Бальжийпин закрыл глаза, и. уж другие мысли теснились в голове, мысли не об этих людях, которые были рядом, о тех, других, с кем не однажды встречался и чья боль со временем сделалась своею, от сердца.
— Заходил к карымам, в деревню… — сказал он неожиданно для себя. — Смотрю, сход… Староста читает бумагу: у крестьянина Сидора Конопаткина в счет неуплаты податей, отобрать пахотную землю и отдать, на один хлеб односельцу Филимону Малыгину по семь рублей за десятину и все арендные деньги внести в казну. А что те, кто пришел на сход? Разобиделись, предложили другое? Да нет… Всяк прячется за спину соседа. Но что же произошло с людьми? Отчего порушились прежние общинные связи?.. Отчего?..
Бальжийпин не знал тогда, как ответить, хотя и догадывался, что тут не обошлось без вмешательства нового, рассудочного и холодного, что пришло на Сибирскую землю вместе со строительством железной дороги и поменяло жизнь. В этой же деревне он был свидетелем того, какие жестокие, доходящие до безрассудства драки происходят между соседями — которые до недавнего времени мирно ладили и норовили помочь друг другу — на меже. Прежде о ней и понятия не имели и довольствовались тем, что было, и не искали ничего другого, исправно работая на земле, а вот нынче межа стала чем-то особенным, чужою недоброю волею привнесенным в сознание крестьянина и сломавшим его привычные представления о жизни, о себе в этой жизни.

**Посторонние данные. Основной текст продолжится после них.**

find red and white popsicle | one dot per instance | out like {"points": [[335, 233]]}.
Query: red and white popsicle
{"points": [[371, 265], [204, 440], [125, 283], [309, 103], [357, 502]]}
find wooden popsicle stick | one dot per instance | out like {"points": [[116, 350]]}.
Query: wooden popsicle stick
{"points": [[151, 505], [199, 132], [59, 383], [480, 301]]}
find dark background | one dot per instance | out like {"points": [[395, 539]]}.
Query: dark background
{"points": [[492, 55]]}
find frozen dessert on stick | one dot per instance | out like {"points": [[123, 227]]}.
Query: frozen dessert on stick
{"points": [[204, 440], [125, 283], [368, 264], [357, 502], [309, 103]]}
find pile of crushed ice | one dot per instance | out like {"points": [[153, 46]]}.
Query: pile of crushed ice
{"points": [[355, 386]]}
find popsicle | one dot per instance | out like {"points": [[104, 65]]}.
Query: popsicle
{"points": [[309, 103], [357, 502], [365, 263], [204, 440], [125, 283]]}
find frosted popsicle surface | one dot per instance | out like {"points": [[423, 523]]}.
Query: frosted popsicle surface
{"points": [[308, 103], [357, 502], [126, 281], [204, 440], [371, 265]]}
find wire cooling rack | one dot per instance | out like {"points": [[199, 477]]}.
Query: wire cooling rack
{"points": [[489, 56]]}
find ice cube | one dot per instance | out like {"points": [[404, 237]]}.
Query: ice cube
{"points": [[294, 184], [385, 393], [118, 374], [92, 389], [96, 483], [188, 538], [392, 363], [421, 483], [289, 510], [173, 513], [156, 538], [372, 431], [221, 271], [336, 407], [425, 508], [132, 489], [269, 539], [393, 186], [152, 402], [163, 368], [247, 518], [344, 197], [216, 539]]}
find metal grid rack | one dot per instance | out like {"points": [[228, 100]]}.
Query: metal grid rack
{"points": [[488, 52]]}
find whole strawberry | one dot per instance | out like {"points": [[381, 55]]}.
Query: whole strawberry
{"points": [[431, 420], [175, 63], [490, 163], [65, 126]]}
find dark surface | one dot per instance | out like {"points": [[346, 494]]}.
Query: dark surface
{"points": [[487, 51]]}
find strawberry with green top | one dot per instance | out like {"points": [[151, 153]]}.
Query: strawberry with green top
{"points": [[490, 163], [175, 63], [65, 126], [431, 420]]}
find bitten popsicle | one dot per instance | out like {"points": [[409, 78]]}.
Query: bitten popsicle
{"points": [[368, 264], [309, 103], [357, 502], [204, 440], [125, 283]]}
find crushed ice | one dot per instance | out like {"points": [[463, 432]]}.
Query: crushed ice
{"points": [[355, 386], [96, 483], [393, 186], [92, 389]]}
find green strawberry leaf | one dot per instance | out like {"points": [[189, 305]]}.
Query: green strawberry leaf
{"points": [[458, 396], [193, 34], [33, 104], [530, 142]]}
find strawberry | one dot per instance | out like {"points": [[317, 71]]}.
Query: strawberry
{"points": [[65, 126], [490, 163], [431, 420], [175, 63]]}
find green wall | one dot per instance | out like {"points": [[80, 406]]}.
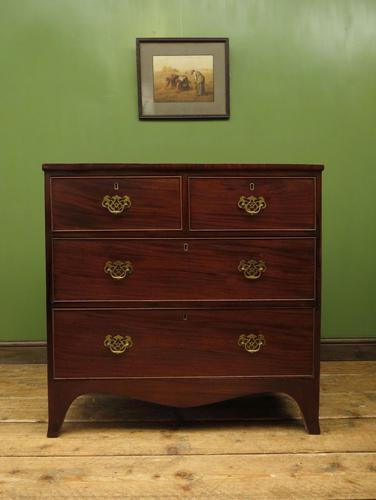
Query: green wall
{"points": [[303, 89]]}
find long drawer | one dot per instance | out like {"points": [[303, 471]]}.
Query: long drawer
{"points": [[116, 203], [182, 343], [252, 203], [176, 269]]}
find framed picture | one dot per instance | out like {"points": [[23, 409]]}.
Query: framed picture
{"points": [[183, 78]]}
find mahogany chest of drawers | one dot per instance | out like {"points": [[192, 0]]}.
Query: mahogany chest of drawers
{"points": [[183, 284]]}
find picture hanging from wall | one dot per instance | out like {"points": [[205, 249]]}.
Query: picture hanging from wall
{"points": [[183, 78]]}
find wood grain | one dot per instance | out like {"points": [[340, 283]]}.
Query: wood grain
{"points": [[163, 270], [76, 203], [173, 343], [300, 476], [290, 203], [191, 453]]}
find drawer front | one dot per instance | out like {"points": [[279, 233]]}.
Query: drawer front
{"points": [[116, 203], [252, 203], [182, 343], [175, 269]]}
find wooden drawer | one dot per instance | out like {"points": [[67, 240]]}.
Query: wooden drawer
{"points": [[80, 203], [182, 343], [176, 269], [281, 203]]}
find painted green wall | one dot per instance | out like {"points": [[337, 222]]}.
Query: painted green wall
{"points": [[303, 89]]}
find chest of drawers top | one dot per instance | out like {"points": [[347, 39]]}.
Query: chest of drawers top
{"points": [[183, 198], [183, 284]]}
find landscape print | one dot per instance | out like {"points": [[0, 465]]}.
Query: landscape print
{"points": [[183, 78]]}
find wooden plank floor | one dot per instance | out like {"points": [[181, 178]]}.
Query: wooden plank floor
{"points": [[249, 448]]}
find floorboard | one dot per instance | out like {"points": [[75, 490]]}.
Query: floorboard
{"points": [[247, 448]]}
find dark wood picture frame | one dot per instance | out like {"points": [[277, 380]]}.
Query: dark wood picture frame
{"points": [[151, 109]]}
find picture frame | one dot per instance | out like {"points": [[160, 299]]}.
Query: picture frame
{"points": [[183, 78]]}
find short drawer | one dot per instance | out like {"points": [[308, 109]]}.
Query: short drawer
{"points": [[115, 203], [175, 269], [252, 203], [182, 343]]}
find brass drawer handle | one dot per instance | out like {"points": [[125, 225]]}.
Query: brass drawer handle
{"points": [[252, 205], [118, 269], [118, 344], [252, 269], [116, 204], [251, 343]]}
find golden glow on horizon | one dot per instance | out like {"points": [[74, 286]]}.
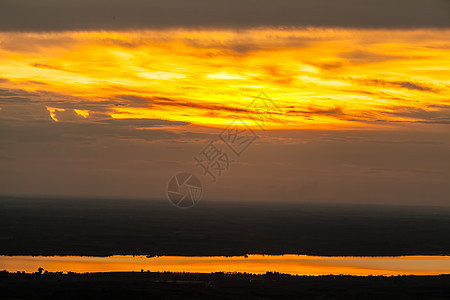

Бальжийпин никогда не думал, что жестокость в природе человеческого духа, и теперь, встречаясь с нею уже и не там, где она казалась естественной, идущей от неумения прощать, появился страх перед жестокостью, с которой люди отстаивают свою правду. Всегда-то полагая, что правда должна быть если и не священной, то чистой, незапятнанной, и, чтобы постоять за нее, вовсе не надо вершить зло, он не смог смириться с мыслью о происходящем и пытался говорить об этом людям, но его не слушали, принимали за человека, который преследует какую-то пока не ясную им, но наверняка своекорыстную цель. И Бальжийпин отступил, как в свое время отступил и перед волею тех, кто мстил за сожженный улус. Он понимал, что это не делает ему чести, но не мог поменять себя.
Потемну, когда лицо старухи утратило ту, казавшуюся неживою, одухотворенность, а сделалось усталым, и многочисленные морщины, словно бы оттаяв, заняли свои привычные места, Бальжийнин и молодой бурят соорудили из сухих жердинок носилки, положили на них старуху и вышли из зимовья.